O Laboratório de Neuroimagem do Hospital Universitário Onofre Lopes – vinculado a Universidade Federal do Rio Grande do Norte e à Rede Hospitalar Ebserh, juntamente com o Departamento de Fisiologia e Comportamento da UFRN estão na trilha do pioneirismo na ciência psicodélica brasileira, pois realizaram o primeiro teste clínico controlado com essa classe de substâncias, obtendo promissores resultados em pesquisa sobre o chá de ayahuasca, que revelou potencial anti-inflamatório e no tratamento da depressão.
O estudo da UFRN foi publicado internacionalmente no último dia 10, no periódico especializado Journal of Psychopharmacology, podendo representar um novo achado na neurobiologia da depressão.
Quem lidera a pesquisa é a bióloga Nicole Leite Galvão Coelho, do Departamento de Fisiologia e Comportamento da UFRN, atualmente em pós-doutorado na Universidade de Western Sydney (Austrália). A fisiologista colabora com o laboratório de Neuroimagem do Huol, coordenado por Dráulio Araújo, e que conta com a pesquisadora Fernanda Palhano Fontes, responsáveis pelo estudo randomizado com grupo placebo.
Embora não seja predominante a associação entre depressão e inflamação do organismo, sabe-se que a modulação de diversas substâncias favorece atenuar os quadros depressivos. “É o primeiro estudo no mundo que aponta em humanos, tanto pacientes quanto pessoas saudáveis, a ação anti-inflamatória de um psicodélico clássico”, afirma Nicole. “Antes disso, só alguns outros in vitro e com modelos animais já haviam demonstrado esse potencial”.
O estudo analisou o sangue de 28 participantes com depressão nesse teste clínico pioneiro (14 tomaram ayahuasca e 14, placebo), além de 45 pessoas sem o transtorno.
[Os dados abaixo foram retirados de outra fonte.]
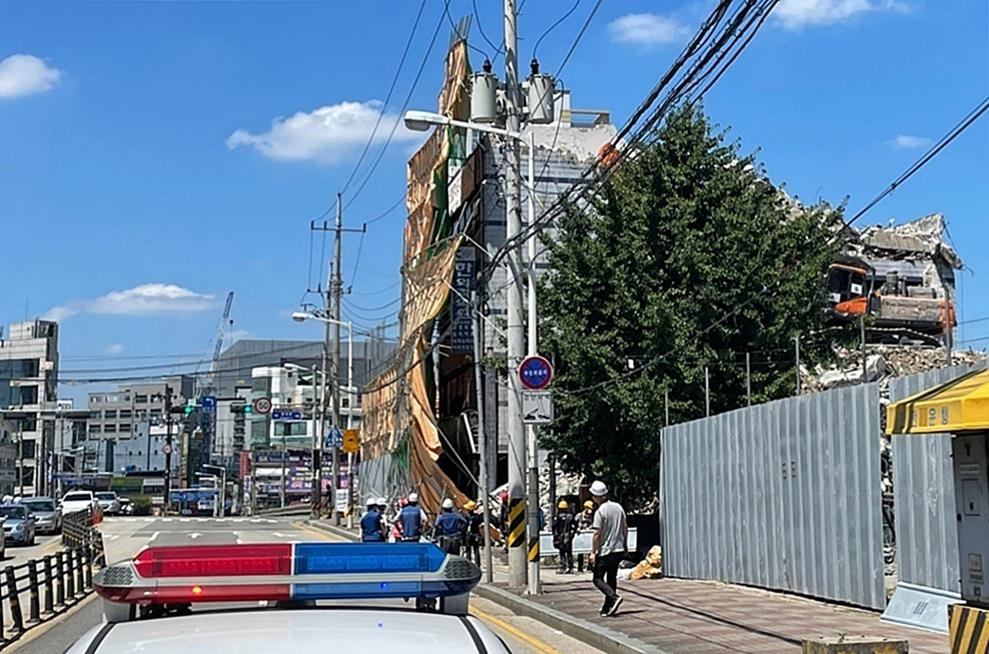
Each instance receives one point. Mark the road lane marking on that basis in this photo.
(536, 644)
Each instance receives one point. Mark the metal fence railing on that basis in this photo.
(37, 590)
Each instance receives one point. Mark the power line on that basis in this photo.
(952, 134)
(405, 105)
(391, 89)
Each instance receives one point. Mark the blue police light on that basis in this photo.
(342, 558)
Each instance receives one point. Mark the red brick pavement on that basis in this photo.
(684, 617)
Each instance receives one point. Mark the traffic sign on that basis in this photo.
(537, 407)
(351, 440)
(535, 372)
(333, 439)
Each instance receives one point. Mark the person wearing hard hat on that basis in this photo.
(450, 528)
(564, 529)
(609, 546)
(412, 520)
(475, 522)
(372, 523)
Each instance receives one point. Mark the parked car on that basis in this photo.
(108, 502)
(49, 518)
(18, 524)
(75, 501)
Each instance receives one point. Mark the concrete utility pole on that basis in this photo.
(517, 571)
(337, 300)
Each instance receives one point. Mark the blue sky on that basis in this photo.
(154, 156)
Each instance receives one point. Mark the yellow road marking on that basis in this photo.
(538, 645)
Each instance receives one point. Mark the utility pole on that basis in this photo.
(332, 302)
(517, 571)
(482, 440)
(168, 450)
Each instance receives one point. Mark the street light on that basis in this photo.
(302, 316)
(421, 121)
(222, 499)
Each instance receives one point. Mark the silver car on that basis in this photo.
(44, 509)
(108, 502)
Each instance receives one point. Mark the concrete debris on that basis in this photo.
(883, 362)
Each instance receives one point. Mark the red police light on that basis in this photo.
(197, 561)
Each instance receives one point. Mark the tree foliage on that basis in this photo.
(689, 258)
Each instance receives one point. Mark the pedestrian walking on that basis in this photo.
(372, 523)
(609, 546)
(450, 528)
(412, 520)
(475, 522)
(564, 529)
(584, 521)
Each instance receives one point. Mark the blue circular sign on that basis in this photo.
(535, 373)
As amostras foram colhidas antes do tratamento e 48 horas depois. Para medir o grau de inflamação, ela usou uma proteína (conhecida pela abreviação CRP) produzida em maior quantidade no fígado quando ocorre a reação inflamatória do sistema imune.
“A ayahuasca reduziu de maneira significativa, após 48 horas, tanto a inflamação quanto a depressão, simultaneamente”, garante Nicole Leite.
A reação inflamatória, assim como a ação de psicodélicos para atenuá-la, podem ser a chave para avançar no tratamento do tipo resistente de depressão. Ele aflige um terço dos mais de 300 milhões de pessoas com o transtorno no mundo, que não conseguem melhora com os antidepressivos convencionais, baseados na inibição da reciclagem de serotonina pelo sistema nervoso.
Essa foi a forma da doença investigada no estudo pioneiro da UFRN, cujos participantes sofriam com ela há 11 anos, em média. A pergunta que o grupo gostaria de responder é se níveis alterados de cortisol, chamado também de hormônio do estresse, estariam na raiz da resistência aos medicamentos disponíveis.
Isso porque, no caso dos pacientes crônicos, o nível de cortisol aparece diminuído, enquanto nos que apenas começam a apresentar sintomas de depressão ele costuma subir. A quantidade rebaixada do hormônio poderia talvez explicar a inflamação discreta constatada nos doentes com depressão resistente.
Segundo a Organização Mundial da Saúde (OMS), o número de pessoas com depressão aumentou 18,4% de 2005 a 2015. Com a pandemia de Covid-19 e os vários graus de isolamento social que acarretou, sem data certa para acabar, parece provável que o transtorno crescerá para se tornar o grande mal do século 21.
O chá indígena
A ayahuasca é uma bebida originada de rituais xamânicos e indígenas de várias etnias do Brasil e do Peru, preparado com dois ingredientes vegetais: folhas do arbusto chacrona (Psychotria viridis) e casca do cipó caapi (Banisteriopsis caapi).
A chacrona contém o principal composto psicoativo do chá, a n,n-dietiltriptamina (DMT). O caapi fornece os alcaloides harmina, harmalina e tetrahidroarmina, que inibem uma enzima degradadora da DMT e, com isso, prolongam o efeito psicodélico.